Moving is rarely a stress-free experience, and when you have a parrot along for the move, it can be even more complicated. Whether you're moving locally or across country, you can make the experience easier for your parrot and entire household if you plan ahead. Among other things, this means gathering the necessary pet transport supplies and food, as well as permits and health records.

Don't Wing It: Plan Ahead for Moving Day

When planning a move, everything from choosing a household moving service to closing your bank accounts may be on your mind. During this busy time, it's important not to neglect the important aspect of moving your feathered friend. Before your big move, you need to make preparations for your parrot, in order to minimize stress for your pet and everyone involved. Here are five ways to make the move with your avian companion go smoothly:

1. Know the Law and Regulations

If you're moving out of state, be aware that you may require a permit to keep an exotic pet, such as a parrot. Also, some states ban certain species such as the Quaker parrot, therefore ownership may be illegal. You should contact your state and wildlife department for necessary information regarding the established regulations of parrot ownership.

There are other regulations to keep in mind as well. If you're renting, you need to inquire whether the property owner or management will allow a parrot. There may be restrictions due to the noise factor. Additionally, parrot identification leg bands may be required for legal ownership in some states.

2. Be Sure Your Parrot Is Accustomed to a Transport Carrier Before the Move

Moving day will be stressful for your parrot. When you consider that birds are prey animals, they are easily intimidated by unfamiliar surroundings and view new experiences as potential danger. Choose a safe transport carrier for moving day. It should include one low perch, food and water cups and no hanging toys.

It's best to introduce your pet to the carrier before the move. Do this by placing the bird in the carrier for several minutes at a time, over the course of several days.

3. See Your Avian Veterinarian

Your pet should be given a health examination before your move, and the vet may sign a health certificate as well. Also, if you're moving out of town or out of state, ask the vet for recommendations for a vet in your new location. Finding a new vet may be a challenge, as some vets do not treat exotics or birds.

While at the vet's, it's a good idea to have your bird groomed in preparation for the move. Clipped wings may prevent an accidental escape. Your vet may also offer advice for minimizing the potential of motion sickness in your parrot.
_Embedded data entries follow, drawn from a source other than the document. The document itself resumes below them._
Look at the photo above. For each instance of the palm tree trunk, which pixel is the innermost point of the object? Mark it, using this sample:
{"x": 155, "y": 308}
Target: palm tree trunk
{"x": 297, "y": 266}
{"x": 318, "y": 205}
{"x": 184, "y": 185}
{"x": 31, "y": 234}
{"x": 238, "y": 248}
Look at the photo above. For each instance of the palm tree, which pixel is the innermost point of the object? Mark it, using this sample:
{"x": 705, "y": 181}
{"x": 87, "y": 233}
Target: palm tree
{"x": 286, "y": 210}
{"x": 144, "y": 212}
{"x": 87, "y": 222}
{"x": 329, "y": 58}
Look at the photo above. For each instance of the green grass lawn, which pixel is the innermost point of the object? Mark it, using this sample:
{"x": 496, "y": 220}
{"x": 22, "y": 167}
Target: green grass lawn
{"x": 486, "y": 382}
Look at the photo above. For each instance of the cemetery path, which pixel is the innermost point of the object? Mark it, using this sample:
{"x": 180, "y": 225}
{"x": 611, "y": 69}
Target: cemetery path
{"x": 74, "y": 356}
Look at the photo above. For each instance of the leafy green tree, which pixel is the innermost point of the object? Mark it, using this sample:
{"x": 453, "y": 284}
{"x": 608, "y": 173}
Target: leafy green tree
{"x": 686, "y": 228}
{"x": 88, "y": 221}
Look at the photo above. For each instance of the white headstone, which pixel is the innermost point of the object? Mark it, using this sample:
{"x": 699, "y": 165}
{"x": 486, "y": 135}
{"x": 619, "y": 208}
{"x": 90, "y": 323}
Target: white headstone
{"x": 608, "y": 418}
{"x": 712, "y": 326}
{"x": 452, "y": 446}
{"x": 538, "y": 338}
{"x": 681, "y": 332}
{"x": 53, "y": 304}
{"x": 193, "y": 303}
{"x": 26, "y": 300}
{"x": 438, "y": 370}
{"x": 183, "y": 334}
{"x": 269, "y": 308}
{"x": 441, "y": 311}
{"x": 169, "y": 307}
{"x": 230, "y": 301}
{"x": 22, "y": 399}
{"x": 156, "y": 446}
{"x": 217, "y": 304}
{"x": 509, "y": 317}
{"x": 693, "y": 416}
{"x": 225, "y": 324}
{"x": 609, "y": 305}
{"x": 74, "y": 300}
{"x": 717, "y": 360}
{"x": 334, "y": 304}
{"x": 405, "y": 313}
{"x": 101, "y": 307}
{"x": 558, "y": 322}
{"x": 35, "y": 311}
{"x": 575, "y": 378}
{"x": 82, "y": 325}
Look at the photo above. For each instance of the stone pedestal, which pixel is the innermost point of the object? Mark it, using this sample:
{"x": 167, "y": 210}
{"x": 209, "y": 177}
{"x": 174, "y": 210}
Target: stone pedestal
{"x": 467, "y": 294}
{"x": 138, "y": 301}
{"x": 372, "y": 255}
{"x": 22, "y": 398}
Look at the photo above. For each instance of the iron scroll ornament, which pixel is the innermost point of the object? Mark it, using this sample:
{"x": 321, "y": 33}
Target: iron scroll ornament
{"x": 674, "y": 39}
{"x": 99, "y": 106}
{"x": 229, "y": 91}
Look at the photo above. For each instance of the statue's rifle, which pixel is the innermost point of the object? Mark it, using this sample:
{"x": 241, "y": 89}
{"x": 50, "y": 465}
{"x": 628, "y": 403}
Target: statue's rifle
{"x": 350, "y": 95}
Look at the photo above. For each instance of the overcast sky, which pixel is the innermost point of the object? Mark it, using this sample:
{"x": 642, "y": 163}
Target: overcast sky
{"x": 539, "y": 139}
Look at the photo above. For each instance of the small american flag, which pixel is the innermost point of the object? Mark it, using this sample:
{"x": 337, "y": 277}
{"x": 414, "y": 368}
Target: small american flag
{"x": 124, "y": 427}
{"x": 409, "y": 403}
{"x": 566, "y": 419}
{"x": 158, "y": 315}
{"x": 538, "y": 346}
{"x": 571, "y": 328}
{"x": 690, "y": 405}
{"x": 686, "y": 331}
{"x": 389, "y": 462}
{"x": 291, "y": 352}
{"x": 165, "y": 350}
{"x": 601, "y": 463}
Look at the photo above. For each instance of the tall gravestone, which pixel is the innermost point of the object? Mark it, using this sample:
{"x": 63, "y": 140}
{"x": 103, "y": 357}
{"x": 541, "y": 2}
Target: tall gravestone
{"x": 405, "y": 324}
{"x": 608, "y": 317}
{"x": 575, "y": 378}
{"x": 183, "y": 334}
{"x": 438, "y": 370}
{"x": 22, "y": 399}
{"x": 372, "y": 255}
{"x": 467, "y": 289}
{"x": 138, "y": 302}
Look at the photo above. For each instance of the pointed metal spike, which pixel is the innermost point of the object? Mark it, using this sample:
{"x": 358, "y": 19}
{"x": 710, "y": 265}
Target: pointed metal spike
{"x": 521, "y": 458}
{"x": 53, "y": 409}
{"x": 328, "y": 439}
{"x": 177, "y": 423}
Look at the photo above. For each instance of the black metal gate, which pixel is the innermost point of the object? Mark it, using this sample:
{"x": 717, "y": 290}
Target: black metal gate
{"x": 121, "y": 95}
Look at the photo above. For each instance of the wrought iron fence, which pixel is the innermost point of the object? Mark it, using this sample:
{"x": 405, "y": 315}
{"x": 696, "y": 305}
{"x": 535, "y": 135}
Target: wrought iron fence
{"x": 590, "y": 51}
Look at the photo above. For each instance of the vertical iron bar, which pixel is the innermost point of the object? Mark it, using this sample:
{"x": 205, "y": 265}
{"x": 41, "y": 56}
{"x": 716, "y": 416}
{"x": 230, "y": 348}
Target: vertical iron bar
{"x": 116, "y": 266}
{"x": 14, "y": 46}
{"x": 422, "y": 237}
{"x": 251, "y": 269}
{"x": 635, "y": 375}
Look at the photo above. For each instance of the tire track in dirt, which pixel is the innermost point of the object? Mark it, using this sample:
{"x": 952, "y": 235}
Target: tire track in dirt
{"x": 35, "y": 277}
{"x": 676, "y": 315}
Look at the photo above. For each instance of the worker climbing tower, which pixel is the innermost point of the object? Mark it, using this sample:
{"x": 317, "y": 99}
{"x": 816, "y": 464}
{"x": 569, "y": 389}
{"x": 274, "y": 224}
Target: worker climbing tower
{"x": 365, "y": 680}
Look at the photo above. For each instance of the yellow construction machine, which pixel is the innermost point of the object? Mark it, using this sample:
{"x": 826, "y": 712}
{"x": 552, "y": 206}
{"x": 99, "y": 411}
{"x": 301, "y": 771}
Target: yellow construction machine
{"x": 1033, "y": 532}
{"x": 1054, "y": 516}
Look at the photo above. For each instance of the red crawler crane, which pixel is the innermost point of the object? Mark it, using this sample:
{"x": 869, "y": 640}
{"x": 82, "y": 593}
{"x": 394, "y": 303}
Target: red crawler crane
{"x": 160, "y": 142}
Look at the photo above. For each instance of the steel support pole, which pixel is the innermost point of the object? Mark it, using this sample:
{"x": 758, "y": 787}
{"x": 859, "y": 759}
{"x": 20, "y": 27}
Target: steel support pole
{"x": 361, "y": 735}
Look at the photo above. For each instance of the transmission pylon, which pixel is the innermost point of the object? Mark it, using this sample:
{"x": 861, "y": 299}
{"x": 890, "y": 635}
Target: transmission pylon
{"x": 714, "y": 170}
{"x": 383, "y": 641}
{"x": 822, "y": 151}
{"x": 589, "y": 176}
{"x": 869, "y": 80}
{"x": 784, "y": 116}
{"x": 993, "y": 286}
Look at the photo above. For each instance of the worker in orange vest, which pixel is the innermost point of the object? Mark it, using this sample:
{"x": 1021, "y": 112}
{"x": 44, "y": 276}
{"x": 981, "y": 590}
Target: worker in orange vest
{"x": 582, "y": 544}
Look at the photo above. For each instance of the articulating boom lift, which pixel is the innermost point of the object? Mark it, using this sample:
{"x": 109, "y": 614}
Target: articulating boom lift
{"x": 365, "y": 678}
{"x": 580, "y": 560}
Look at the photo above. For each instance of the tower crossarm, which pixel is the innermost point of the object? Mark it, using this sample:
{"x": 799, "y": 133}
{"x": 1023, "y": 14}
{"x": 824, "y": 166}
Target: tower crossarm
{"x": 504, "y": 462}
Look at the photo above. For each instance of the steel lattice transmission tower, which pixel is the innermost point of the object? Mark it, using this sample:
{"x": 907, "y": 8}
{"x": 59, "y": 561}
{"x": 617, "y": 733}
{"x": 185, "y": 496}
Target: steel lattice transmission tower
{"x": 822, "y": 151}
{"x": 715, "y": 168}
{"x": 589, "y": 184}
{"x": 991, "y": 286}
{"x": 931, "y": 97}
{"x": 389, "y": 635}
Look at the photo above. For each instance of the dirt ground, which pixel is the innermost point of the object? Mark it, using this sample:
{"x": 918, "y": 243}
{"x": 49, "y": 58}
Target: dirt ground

4. Set Up Your Bird's Cage Prior to Moving

Don't wait until you move in to your new home to set up your parrot cage. Choose the cage location beforehand and have it all ready for your pet on moving day. You might want to board your pet during moving day, to keep it out of the way. After things have settled and the movers have left, bring your parrot to its new home and cage.

5. Gather Your Bird Supplies

Before moving day arrives, have the parrot supplies you'll need ready to go. This will include food and water. It's a good idea to take along store-bought bottled water, or you can place boiled water in an airtight container for the trip. If you plan on using a water bottle in place of a cup during transport, be sure your parrot has been accustomed to using one beforehand.

What else should you bring along for the move? Pack paper towels for lining the transport carrier. You might also want to assemble a bird first aid kit. This should include styptic powder or cornstarch to minimize emergency bleeding, cotton swabs, rolled gauze and antiseptic wipes.

Concluding Thoughts on Moving With Your Parrot

Your parrot will mimic your own reaction to new situations and environments. If you remain calm for the move, it will help minimize your pet's stress on moving day. Staying focused and organized will help ensure a successful move.